Industrial property sector deemed to remain active


In the same statement, Knight Frank Malaysia capital markets executive director Allan Sim said there was tremendous growth in foreign investments within the Klang Valley in the first half of 2019, driven mainly by robust performance in the manufacturing sector.

PETALING JAYA: The industrial property sector is expected to remain active for the rest of this year, supported by foreign direct investment inflows.

Knight Frank Malaysia in a recent statement said the launch of Industry4WRD late last year in response to the digital transformation of the manufacturing sector and its related services will pave the way for the country.

The property consultancy said the Klang Valley, Penang and Johor will be primary destinations for investments.

In the same statement, Knight Frank Malaysia capital markets executive director Allan Sim said there was tremendous growth in foreign investments within the Klang Valley in the first half of 2019, driven mainly by robust performance in the manufacturing sector.
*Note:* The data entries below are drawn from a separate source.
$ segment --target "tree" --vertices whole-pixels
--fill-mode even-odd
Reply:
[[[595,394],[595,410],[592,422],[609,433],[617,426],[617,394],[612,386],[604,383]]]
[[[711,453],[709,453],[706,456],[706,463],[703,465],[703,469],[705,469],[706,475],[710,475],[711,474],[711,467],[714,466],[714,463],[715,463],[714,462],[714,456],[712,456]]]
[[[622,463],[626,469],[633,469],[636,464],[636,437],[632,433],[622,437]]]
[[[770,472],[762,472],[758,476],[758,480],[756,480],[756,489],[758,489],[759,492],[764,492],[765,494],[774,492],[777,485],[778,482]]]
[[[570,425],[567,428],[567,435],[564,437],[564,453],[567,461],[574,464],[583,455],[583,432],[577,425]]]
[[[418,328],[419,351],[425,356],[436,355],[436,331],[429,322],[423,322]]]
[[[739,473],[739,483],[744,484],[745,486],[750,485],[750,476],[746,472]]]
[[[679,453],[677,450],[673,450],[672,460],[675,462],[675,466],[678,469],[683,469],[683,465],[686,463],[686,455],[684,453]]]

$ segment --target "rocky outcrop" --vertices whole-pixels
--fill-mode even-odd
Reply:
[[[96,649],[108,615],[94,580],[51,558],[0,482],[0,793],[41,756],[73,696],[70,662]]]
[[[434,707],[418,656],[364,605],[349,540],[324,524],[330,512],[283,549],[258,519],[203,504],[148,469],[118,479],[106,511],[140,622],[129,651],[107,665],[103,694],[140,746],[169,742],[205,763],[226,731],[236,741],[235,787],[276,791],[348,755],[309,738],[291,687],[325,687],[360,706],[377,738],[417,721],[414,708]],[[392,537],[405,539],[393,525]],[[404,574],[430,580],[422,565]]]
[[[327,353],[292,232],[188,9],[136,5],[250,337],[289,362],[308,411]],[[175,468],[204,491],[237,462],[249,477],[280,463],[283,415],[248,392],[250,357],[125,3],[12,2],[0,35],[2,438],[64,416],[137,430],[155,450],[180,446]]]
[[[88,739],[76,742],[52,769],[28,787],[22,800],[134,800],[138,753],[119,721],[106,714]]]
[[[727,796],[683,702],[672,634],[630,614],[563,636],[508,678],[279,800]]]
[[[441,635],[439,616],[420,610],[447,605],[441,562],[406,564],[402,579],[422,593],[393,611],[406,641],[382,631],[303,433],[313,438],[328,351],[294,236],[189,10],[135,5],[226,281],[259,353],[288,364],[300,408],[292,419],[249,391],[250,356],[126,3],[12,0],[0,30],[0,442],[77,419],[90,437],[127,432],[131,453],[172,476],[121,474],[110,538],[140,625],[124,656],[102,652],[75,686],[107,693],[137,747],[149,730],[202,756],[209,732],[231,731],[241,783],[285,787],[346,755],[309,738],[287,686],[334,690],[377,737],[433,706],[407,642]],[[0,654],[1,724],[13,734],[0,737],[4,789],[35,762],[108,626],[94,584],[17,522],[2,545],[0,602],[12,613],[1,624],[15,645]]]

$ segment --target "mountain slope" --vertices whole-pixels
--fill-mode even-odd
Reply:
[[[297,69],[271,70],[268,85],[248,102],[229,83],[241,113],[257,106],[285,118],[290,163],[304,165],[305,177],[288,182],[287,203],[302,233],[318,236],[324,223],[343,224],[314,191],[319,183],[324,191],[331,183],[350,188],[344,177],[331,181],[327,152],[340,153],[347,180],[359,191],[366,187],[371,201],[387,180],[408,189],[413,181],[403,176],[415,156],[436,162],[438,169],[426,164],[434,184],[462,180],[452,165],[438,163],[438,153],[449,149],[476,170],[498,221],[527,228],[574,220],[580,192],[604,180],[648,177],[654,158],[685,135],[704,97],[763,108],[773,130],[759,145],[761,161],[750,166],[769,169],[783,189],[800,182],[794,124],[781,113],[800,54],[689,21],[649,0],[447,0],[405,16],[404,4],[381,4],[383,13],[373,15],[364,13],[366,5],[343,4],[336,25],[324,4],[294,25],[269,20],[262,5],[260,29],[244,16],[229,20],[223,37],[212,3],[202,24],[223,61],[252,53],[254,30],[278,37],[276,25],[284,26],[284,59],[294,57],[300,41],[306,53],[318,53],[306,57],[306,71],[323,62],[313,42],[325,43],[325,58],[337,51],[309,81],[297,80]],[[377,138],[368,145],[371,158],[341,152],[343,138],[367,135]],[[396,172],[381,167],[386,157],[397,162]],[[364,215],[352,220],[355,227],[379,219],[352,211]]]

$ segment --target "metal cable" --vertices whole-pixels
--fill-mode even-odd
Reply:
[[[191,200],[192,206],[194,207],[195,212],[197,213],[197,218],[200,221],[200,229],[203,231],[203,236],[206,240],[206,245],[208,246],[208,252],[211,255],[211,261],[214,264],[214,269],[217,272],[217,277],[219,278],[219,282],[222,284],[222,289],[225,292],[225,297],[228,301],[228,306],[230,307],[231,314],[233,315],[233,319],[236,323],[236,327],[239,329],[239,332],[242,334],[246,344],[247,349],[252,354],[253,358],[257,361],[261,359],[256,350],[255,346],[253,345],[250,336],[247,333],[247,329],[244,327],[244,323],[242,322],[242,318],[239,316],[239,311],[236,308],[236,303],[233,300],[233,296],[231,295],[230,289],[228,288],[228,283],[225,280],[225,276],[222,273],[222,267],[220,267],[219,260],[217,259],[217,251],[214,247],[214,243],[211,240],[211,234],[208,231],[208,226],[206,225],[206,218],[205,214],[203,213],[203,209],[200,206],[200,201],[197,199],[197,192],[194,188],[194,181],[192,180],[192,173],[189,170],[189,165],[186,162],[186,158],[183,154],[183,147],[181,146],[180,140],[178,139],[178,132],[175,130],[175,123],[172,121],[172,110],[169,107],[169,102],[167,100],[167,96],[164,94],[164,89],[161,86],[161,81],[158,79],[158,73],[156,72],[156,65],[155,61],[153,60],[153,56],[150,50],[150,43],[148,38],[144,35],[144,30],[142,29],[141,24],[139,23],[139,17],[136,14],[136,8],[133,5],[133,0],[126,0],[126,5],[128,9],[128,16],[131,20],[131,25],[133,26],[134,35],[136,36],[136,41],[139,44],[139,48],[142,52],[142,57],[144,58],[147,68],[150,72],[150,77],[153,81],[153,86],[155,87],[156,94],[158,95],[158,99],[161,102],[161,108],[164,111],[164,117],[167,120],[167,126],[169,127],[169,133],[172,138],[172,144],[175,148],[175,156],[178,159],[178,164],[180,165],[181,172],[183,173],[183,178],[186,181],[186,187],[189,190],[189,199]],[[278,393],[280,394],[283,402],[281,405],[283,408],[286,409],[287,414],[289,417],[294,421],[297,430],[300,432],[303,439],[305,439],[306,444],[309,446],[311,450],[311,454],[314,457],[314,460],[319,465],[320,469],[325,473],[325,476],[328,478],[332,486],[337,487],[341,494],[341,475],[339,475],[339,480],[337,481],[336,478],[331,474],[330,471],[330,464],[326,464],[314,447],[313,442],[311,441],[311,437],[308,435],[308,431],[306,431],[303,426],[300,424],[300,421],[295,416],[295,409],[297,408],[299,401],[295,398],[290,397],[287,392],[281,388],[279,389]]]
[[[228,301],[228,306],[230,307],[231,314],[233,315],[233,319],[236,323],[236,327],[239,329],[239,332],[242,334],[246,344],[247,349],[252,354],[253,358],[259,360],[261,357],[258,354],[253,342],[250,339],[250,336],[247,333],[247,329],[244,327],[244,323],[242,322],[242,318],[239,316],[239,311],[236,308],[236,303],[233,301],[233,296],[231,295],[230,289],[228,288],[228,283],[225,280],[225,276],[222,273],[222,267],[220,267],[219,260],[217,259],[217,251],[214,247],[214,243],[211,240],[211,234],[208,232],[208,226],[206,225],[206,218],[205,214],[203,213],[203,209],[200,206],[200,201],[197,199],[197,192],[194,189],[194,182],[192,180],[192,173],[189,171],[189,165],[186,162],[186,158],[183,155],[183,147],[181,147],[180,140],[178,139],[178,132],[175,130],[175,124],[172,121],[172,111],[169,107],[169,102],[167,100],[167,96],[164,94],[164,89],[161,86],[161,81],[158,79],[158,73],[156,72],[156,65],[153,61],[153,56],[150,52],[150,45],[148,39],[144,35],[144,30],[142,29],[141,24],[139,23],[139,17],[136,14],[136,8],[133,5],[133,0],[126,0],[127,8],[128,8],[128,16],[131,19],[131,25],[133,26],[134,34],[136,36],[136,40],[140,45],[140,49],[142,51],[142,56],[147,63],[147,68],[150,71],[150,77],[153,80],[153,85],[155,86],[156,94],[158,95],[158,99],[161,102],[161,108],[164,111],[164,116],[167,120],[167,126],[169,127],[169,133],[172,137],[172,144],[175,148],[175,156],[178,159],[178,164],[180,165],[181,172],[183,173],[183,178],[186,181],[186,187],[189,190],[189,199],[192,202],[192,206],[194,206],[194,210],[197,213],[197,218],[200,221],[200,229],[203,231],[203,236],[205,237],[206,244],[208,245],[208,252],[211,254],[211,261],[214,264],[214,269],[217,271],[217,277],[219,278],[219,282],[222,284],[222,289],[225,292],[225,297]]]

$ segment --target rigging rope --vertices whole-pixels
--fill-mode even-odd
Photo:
“With semiconductors and electrical and electronics players looking to expand within Malaysia, we anticipate more construction activities of factories and warehouses to cater to the relocation and expansion of these foreign manufacturers.”

He said the e-commerce logistics warehousing sector is “another exciting chapter to watch out for”.

“Recall the joint venture between Malaysia Airports and Cainiao in relation to the 1.2 million sq ft air logistics hub within the Digital Free Trade Zone. The facility is slated for completion by year-end and we expect to see further activities in the e-commerce warehousing and logistics market,” he said.

According to the Valuation and Property Services Department (JPPH) in its Property Market Report 2018, the industrial property sub-sector recorded 6,032 transactions worth RM15.01bil in 2018, which was an increase of 5.4% and 28.9% in volume and value compared to the year before. It said the prices of industrial properties showed a “mixed performance”.

“Johor recorded several negative, double-digit price changes, especially in the Tampoi area. While in Penang, property in the South-west district showed a better price change due to limited supply for the property type,” it said.

Meanwhile, Knight Frank Penang executive director Tay Tam said the attraction of Penang can be attributed to the state’s robust supply chain, with several players home-grown as well as its strong talent pool, well-established infrastructure and good support services to investors.

“Industrial properties within the matured Bayan Lepas Industrial Park continues to be in demand while several multinational companies have set up operations in the newer Batu Kawan Industrial Park which includes several existing manufacturers from the island.

“The industrial sector outlook for Penang looks good over the medium to longer term,” he said in a statement.

As for the Johor market, Knight Frank Johor branch head Debbie Choy said the expansion of Iskandar Malaysia’s boundaries is expected to generate more job opportunities and enhance export volume.

“The industrial sector continues to show positive sentiments as we continuously receive active enquiries for warehouse/manufacturing space.

“Johor is well connected for both imports and exports via three sea ports and an international airport. This is one of the reasons that Johor will house the world’s biggest ship-to-ship hub,” she said.